After years of posturing and months of increasing tensions around the Korean peninsula, North Korea indicated on Wednesday that they may be willing to budge on their policy of continued nuclear weapons development under U.S. and international sanctions.

In an interview for Indian television station WION, North Korea’s ambassador to India, Kye Chun Yong, indicated that North Korea’s Supreme Leader “is willing to talk” about the possibility of declaring a moratorium on any further nuclear weapons or ballistic missile tests, though there are, of course, some serious caveats to Kim’s apparent change of heart.

“Under certain circumstances, we are willing to talk in terms of the freezing of nuclear testing and missile testing,” Kye Chun Yong said during the interview.

The ambassador went on to claim that the North Korean government is prepared to commence talks with the United States at any time, though he noted that their willingness to meet does not mean they’re willing to meet any of Washington’s “preconditions” for such a negotiation.  As is in keeping with North Korea’s foreign policy standard, Kye instead demanded the United States meet their requirements in order to facilitate the meeting.

“If our demands is met [sic], we can negotiate in terms of the moratorium of such [programs] as weapons testing,” the diplomat said.

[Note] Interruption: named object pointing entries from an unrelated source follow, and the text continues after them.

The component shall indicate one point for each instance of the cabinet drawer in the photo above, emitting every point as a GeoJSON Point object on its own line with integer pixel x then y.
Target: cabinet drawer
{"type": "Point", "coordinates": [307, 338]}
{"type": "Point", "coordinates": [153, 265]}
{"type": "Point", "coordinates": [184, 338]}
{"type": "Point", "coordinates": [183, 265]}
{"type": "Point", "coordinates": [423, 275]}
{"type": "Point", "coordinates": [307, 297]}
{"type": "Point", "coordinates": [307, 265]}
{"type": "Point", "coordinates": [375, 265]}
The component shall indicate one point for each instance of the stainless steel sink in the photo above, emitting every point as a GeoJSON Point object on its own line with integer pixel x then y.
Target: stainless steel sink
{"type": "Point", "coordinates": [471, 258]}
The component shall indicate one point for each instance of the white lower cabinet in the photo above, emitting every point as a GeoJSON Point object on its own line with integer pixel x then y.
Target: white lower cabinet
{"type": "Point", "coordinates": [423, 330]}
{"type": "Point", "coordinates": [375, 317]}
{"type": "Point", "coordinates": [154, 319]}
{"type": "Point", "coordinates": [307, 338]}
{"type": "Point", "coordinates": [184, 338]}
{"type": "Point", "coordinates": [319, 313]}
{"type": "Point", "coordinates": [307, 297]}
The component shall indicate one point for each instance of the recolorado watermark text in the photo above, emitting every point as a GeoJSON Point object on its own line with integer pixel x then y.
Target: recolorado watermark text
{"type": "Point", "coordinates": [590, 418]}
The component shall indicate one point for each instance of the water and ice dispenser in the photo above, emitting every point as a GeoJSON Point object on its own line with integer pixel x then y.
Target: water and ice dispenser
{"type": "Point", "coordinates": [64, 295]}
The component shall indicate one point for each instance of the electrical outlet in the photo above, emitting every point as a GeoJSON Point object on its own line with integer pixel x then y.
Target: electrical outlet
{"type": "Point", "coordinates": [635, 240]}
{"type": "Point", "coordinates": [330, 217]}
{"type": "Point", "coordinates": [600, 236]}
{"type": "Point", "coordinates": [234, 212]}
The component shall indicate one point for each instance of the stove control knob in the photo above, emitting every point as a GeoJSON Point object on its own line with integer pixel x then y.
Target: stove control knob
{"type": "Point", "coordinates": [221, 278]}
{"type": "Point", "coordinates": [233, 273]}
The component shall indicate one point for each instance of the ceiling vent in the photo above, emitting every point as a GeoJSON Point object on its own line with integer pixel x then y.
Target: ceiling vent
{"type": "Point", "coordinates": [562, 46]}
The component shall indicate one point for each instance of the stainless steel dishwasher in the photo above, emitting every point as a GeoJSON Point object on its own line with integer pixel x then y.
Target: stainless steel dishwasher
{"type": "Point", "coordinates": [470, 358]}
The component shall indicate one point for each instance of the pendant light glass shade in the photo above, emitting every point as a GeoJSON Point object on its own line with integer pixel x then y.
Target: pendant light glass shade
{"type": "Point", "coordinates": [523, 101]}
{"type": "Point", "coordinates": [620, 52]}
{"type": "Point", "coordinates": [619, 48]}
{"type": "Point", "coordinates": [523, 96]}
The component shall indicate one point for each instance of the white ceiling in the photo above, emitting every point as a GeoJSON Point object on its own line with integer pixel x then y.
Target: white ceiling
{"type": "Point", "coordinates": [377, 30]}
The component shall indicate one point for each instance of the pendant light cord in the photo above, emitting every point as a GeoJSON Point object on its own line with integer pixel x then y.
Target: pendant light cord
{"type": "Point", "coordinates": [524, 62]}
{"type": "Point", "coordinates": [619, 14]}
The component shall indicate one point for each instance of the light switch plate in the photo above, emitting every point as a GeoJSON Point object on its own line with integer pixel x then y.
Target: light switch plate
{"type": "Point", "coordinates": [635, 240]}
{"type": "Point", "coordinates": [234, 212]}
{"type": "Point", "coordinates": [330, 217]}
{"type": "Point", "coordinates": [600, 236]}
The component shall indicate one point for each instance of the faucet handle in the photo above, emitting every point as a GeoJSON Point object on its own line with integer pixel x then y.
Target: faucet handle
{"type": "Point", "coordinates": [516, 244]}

The primary demand Kye indicated North Korea would require in order to commence negotiations is an immediate cessation of any further joint military drills conducted with South Korea in the region.  Kim Jong Un’s North Korean regime has repeatedly criticized the large-scale military drills the United States, South Korea, and often Japan participate in near the North Korean border, accusing them of being rehearsals for an invasion.

The United States has repeatedly disputed those claims, indicating that the exercises are defensive in nature, intended to prepare for the possibility of a North Korean invasion, as well as to serve as a strategic deterrent for North Korean aggression.  The United States maintains a military population that exceeds 28,000 troops in South Korea, with more stationed in nearby Japan.  The Korean peninsula has also seen at least one, but sometimes two, American carrier strike groups patrolling the waters of the Sea of Japan amid heightened tensions over North Korean missile tests and threats of preemptive strikes.

This revelation came on the same day American Secretary of State Rex Tillerson and Secretary of Defense James Mattis both participated in high-level talks with Chinese officials intended to pressure China into increasing economic and diplomatic pressure on the reclusive state.  China accounts for a whopping ninety percent of North Korea’s import and export market, as well as serving as their only military ally.

Although President Trump has taken a diplomatic tone regarding China’s efforts to pursue a denuclearized North Korea in recent weeks, many have been critical of China’s apparent unwillingness to fully implement economic sanctions they have already agreed to, as well as their continued resistance to increasing the role they’re willing to play in the effort.

“We reiterated to China that they have a diplomatic responsibility to exert much greater economic and diplomatic pressure on the regime if they want to prevent further escalation in the region,” Tillerson said in a press conference on Wednesday.